Source Human Ecology 35 (2007)4. - ISSN 0300-7839 - p. 439 - 452.
Department(s) Land Dynamics
Publication type Refereed Article in a scientific journal
Publication year 2007
Keyword(s) household life-cycles - tropical deforestation - proximate causes - forest fringe - cover change - framework - dynamics - ecology
Abstract Understanding the causes of land use change is of great importance for issues of tropical deforestation, agricultural development and biodiversity conservation. Many quantitative studies, therefore, aim to link land use change to its causal `driving forces.¿ The epistemology of virtually all these studies is inductive, searching for correlations within relatively large, sometimes spatially explicit, datasets. This can be sound science but we here aim to exemplify that there is also scope for more deductive approaches that test a pre-defined explanatory theory. The paper first introduces the principles and merits of inductive and more deductive types of land use modeling. It then presents one integrated causal model that is subsequently specified to predict land use in an area in northeastern Philippines in a deductive manner, and tested against the observed land use in that area. The same set of land use data is also used in an inductive (multinomial regression) approach.
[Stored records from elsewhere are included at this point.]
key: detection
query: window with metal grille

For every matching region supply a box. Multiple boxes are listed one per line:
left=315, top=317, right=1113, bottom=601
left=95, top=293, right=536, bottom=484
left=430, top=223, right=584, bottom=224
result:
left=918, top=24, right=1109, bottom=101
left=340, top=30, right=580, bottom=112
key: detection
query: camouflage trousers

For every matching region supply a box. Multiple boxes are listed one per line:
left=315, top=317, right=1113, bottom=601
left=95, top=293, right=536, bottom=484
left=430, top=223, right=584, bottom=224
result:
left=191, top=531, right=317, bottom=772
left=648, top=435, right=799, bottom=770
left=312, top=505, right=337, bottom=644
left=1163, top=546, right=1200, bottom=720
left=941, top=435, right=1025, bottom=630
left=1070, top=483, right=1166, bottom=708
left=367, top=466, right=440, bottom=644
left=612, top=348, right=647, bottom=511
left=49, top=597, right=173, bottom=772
With a goodness-of-prediction of 70% of the deductive model and a goodness-of-fit of 77% of the inductive model, both perform equally well, statistically. Because the deductive model explicitly contains not only the causal factors but also the causal mechanisms that explain land use, the deductive model then provides a more truly causal, as well as more theory-connected, understanding of land use. This provides land use scholarship with an invitation to add more deductive (theory-driven and theory-building) daring to its methodological repertoire.